The country’s premier stock index has right reasons to be where it is now. India is clearly a growth story, and overseas funds pouring into the market are matched by global ambitions of Indian companies, and corporate earnings turn out to be sound enough to combine all that and spin an optimistic picture about where the Sensex could/would/should go.
Finance Minister P Chidambaram is even talking of 10 per cent economic growth in the current fiscal year. He may be right. There is sufficient momentum from both foreign investments and the overhang of the public spending and services sector growth in the past three years of growth to take India to the next level.
But then, there is always room in any story for the plot to thicken – with or without the monsoon rains.
Earlier this month, I enjoyed a flight to Berlin with Prime Minister Manmohan Singh on board, as he left for the German beach resort of Heiligendamm for the Group of Eight (G-8) summit of developed countries. The high point of the summit was President George W Bush’s reluctant-sounding decision that the United States would come into a UN mandated framework on climate change to reduce carbon emissions.

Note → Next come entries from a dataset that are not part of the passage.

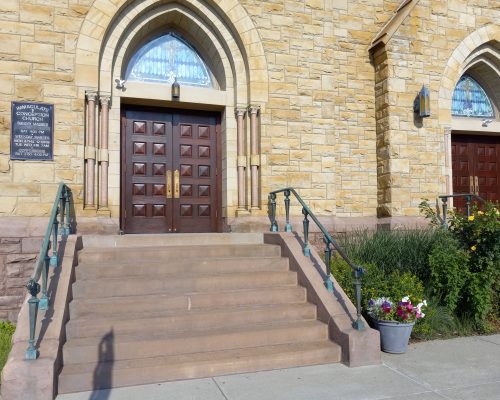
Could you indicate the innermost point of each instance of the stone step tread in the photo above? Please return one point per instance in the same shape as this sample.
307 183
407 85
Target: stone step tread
81 377
146 316
100 241
160 336
125 347
109 287
185 267
189 321
104 306
187 249
200 260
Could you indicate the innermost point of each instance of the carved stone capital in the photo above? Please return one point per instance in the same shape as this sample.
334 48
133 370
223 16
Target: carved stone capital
240 112
253 109
91 95
105 101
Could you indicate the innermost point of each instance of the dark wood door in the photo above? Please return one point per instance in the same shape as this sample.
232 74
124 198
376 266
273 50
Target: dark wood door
170 180
476 165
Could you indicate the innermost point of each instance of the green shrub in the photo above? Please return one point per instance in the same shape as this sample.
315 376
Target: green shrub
6 332
404 251
472 292
448 263
439 321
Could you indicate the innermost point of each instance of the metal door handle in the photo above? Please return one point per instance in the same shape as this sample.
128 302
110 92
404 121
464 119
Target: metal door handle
176 184
168 181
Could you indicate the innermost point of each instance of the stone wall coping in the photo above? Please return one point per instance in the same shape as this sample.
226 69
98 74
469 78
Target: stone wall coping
359 348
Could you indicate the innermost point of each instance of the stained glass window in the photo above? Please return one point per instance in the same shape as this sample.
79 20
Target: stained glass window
470 100
166 58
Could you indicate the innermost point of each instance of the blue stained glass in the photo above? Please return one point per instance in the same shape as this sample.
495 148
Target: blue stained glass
166 58
470 100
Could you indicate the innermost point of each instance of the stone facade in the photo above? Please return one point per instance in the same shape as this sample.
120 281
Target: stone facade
336 120
332 82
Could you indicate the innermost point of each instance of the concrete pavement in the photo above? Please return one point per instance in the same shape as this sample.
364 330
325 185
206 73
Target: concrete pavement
456 369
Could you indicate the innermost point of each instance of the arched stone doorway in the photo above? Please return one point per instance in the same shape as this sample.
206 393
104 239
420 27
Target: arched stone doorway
472 138
232 51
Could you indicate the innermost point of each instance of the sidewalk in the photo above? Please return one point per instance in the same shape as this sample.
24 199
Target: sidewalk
457 369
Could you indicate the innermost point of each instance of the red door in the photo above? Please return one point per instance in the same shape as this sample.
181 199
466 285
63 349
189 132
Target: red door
476 165
170 179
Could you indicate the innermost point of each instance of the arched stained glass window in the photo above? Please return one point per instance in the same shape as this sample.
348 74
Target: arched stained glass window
166 58
470 100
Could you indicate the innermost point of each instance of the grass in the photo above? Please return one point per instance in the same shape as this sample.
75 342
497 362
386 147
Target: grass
6 332
408 251
404 250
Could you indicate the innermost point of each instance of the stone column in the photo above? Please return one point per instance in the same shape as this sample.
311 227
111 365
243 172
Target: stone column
242 159
90 151
253 110
103 153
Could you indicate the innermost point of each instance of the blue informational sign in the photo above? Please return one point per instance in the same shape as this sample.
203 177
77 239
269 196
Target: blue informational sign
32 133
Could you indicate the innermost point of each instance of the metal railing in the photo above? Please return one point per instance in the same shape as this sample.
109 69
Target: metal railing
469 198
328 240
63 204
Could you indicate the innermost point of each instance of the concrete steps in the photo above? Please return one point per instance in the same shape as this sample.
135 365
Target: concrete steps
159 311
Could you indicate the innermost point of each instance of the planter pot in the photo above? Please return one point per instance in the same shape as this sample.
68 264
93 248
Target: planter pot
394 336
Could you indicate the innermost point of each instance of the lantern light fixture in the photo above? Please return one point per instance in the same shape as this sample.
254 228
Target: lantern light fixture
422 105
176 90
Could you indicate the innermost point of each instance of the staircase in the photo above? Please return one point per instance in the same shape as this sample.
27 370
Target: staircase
149 309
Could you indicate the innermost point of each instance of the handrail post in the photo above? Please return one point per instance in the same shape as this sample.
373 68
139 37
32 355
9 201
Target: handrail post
328 255
358 324
53 259
288 227
69 197
274 224
307 250
44 300
64 205
444 200
34 288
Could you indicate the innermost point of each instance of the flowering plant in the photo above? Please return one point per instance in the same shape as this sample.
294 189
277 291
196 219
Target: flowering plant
383 309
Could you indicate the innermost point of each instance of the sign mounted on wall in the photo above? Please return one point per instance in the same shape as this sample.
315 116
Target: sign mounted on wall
32 134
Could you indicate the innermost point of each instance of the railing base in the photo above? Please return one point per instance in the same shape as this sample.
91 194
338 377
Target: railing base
31 354
54 261
358 325
329 284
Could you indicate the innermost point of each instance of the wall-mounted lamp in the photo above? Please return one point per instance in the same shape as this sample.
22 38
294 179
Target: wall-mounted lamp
176 89
422 105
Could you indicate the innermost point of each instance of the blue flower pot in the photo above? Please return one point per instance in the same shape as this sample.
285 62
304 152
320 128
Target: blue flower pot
394 336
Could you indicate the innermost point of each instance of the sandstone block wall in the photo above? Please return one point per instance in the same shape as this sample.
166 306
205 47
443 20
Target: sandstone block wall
412 151
337 122
20 241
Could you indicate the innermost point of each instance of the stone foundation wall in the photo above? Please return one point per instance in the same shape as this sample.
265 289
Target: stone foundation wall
20 241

For those of you still not in the loop, the short-hand truth is that fossil fuels like coal, petrol and diesel are heating up the earth, with potentially difficult consequences in climactic conditions. Depending on who you are talking to, you can get gory tales on tsunamis or desertification of the earth. Whatever the detail, the simple fact is that the world is gearing up to contain carbon emissions through a complex set of measures.
Just before boarding the plane to Germany, Dr Singh constituted a high-level panel on global warming, which includes senior bureaucrats, industrialist Ratan Tata, and leading lights on climate change such as RK Pachauri of The Energy Research Institute (TERI) and Sunita Narain of the Centre for Science and Environment (CSE).
As Hindustan Times reported earlier this week, there is already talk of a “carbon tax” that could hit energy-guzzling industries. My guess is that this could land on us as early as the next budget. Add to this, the fact that heavily subsidised Indian fuel prices are already well below global levels, with prices crude oil showing no real signs of easing below the levels of $70 a barrel.
For both fiscal and environmental reasons, I would expect energy prices to go up in the coming days. And energy is an across-the-board thing. It affects costs, pushes up prices and potentially hits corporate demand and earnings.
The 20-something analysts in Mumbai’s mushrooming brokerages may yet await some long-drawn e-mail from their bosses (who receive their wisdom from Hong Kong, Singapore, London or New York) before they shift to crunching numbers on what global warming would do to the earnings of Sensex companies, but there is little doubt in my mind that in the next two or three years, this issue would get some real focus in discussing valuations and earnings of companies.
Things will acquire some shape in December this year, when an international conference at Bali in Indonesia will take us to the next episode of the climate change story. Negotiations may drag on for another two to three years, given the complexity of the issue, but smart governments (including our own) have already begun their work on the issue.
Young analysts and fund managers are advised to read international news if they want to do some real valuations beyond the parroting of company-provided numbers. India is doing badly in cricket anyway, and the sports page may not be where the action is.